Apache Spark – implicits object (Implicits Conversions)
In the SparkSession class there is one object defined as implicits, which extends SQLImplicits abstract class. So once we have SparkSession instance available we can import implicits.
import org.apache.spark.sql.SparkSession
val spark: SparkSession = SparkSession.builder()
.master("local[1]")
.appName("learn")
.getOrCreate()
import spark.implicits._
SQLImplicits – A collection of implicit methods for converting common Scala native objects or RDD into DataFrame/Datasets through implicit Encoders. See below examples implicits methods:
localSeqToDatasetHolder
Convert a local sequence to Dataset/Dataframe.
Method Signature:
implicit def localSeqToDatasetHolder[T](s: Seq[T])(implicit evidence$7: Encoder[T]): DatasetHolder[T]

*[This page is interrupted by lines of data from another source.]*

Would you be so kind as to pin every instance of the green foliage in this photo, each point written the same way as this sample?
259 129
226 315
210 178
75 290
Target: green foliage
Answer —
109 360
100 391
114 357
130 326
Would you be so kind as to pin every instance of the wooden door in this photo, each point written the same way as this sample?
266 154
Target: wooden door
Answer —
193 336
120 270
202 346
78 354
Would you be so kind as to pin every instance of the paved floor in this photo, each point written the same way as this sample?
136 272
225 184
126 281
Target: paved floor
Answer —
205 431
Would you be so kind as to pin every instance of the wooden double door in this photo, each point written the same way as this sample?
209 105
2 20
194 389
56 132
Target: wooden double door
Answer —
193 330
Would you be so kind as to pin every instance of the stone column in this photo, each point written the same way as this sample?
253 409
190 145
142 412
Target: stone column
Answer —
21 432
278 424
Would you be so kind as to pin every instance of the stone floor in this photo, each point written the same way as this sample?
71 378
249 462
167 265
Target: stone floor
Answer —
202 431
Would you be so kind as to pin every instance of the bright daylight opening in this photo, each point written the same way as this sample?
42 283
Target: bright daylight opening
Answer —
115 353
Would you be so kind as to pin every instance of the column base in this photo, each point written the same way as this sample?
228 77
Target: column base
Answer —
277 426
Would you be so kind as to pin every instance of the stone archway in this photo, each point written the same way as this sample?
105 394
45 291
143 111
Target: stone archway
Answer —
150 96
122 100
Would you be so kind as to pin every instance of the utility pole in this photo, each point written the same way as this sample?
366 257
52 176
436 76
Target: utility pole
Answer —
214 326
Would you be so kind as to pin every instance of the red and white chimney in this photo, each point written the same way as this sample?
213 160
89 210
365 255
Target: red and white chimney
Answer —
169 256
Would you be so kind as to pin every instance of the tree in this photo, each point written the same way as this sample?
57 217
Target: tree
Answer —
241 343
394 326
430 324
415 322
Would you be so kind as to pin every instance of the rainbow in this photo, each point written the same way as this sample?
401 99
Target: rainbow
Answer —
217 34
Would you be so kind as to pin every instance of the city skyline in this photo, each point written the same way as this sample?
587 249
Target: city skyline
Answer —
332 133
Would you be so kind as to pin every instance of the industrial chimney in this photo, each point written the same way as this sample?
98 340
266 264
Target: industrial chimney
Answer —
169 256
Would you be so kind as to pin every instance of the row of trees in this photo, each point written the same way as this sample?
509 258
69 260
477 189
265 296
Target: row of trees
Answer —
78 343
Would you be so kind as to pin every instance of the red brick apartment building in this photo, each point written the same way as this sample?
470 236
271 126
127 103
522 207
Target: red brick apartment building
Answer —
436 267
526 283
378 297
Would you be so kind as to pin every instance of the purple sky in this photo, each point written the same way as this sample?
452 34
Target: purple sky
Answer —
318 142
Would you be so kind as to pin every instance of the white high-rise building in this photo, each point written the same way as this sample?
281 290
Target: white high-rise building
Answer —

Input: Seq[T], implicit Encoder[T] Ouput: DatasetHolder[T]
DatasetHolder is created implicitly when localSeqToDatasetHolder/rddToDatasetHolder implicit conversions is used. DatasetHolder has toDS and toDF methods that simply return the Dataset[T]/DataFrame depending on what method has been used toDS/toDF.
DatasetHolder – Case Class Implementation:
case class DatasetHolder[T] private[sql] (private val ds : org.apache.spark.sql.Dataset[T]) extends scala.AnyRef with scala.Product with scala.Serializable {
def toDS() : org.apache.spark.sql.Dataset[T] = { ... }
def toDF() : org.apache.spark.sql.DataFrame = { ... }
def toDF(colNames : _root_.scala.Predef.String*) : org.apache.spark.sql.DataFrame = { ... }
}
Example Seq.toDF():
In this example we have sequence of tuples, then we convert it to dataframe using toDF. Implicitly it uses the localSeqToDatasetHolder & encoder.
Recommended by LinkedIn
import org.apache.spark.sql.SparkSession
object Learn {
def main(args: Array[String]): Unit = {
val spark: SparkSession = SparkSession.builder()
.master("local[1]")
.appName("learn")
.getOrCreate()
val localSeqData = Seq(("James","16"),("Michael","26"),("Robert","30"))
import spark.implicits.{newProductEncoder,localSeqToDatasetHolder}
val df = localSeqData.toDF()
df.printSchema()
df.show()
}
}
rddToDatasetHolder
Convert a RDD to Dataset/Dataframe.
Method Signature:
implicit def rddToDatasetHolder[T](rdd: RDD[T])(implicit evidence$6: Encoder[T]): DatasetHolder[T]
Example rdd.toDF():
In this example we have sequence of tuples, then we convert it to RDD using parallelize & then to dataframe using toDF. Implicitly it uses the rddToDatasetHolder & encoder.
import org.apache.spark.sql.SparkSession
object Learn {
def main(args: Array[String]): Unit = {
val spark: SparkSession = SparkSession.builder()
.master("local[1]")
.appName("learn")
.getOrCreate()
val localSeqData = Seq(("James","16"),("Michael","26"),("Robert","30"))
val rdd = spark.sparkContext.parallelize(localSeqData)
import spark.implicits.{newProductEncoder,rddToDatasetHolder}
val df = rdd.toDF()
df.printSchema()
df.show()
}
}
newProductEncoder
In both examples we have used newProductEncoder from spark.implicits. As in our local sequence data we have tuples (tuples are subclasses of scala.Product), hence this encoder works fine of this usecase. There are many other encoders present in the spark.implicits. Depending on requirement we can import or we can import everything by giving import spark.implicits._
Implementation of newProductEncoder is present in trait LowPrioritySQLImplicit, which is extended by SQLImplicits.
Method Signature:
implicit def newProductEncoder [T <: Product](implicit evidence$8: runtime.universe.TypeTag[T]): Encoder[T]
It takes input of type T, where type T is bounded to be a subclass of scala.Product. Like tuples and case classes are subclasses of scala.Product. Return Encoder[T] implicitly, which is used in localSeqToDatasetHolder/rddToDatasetHolder.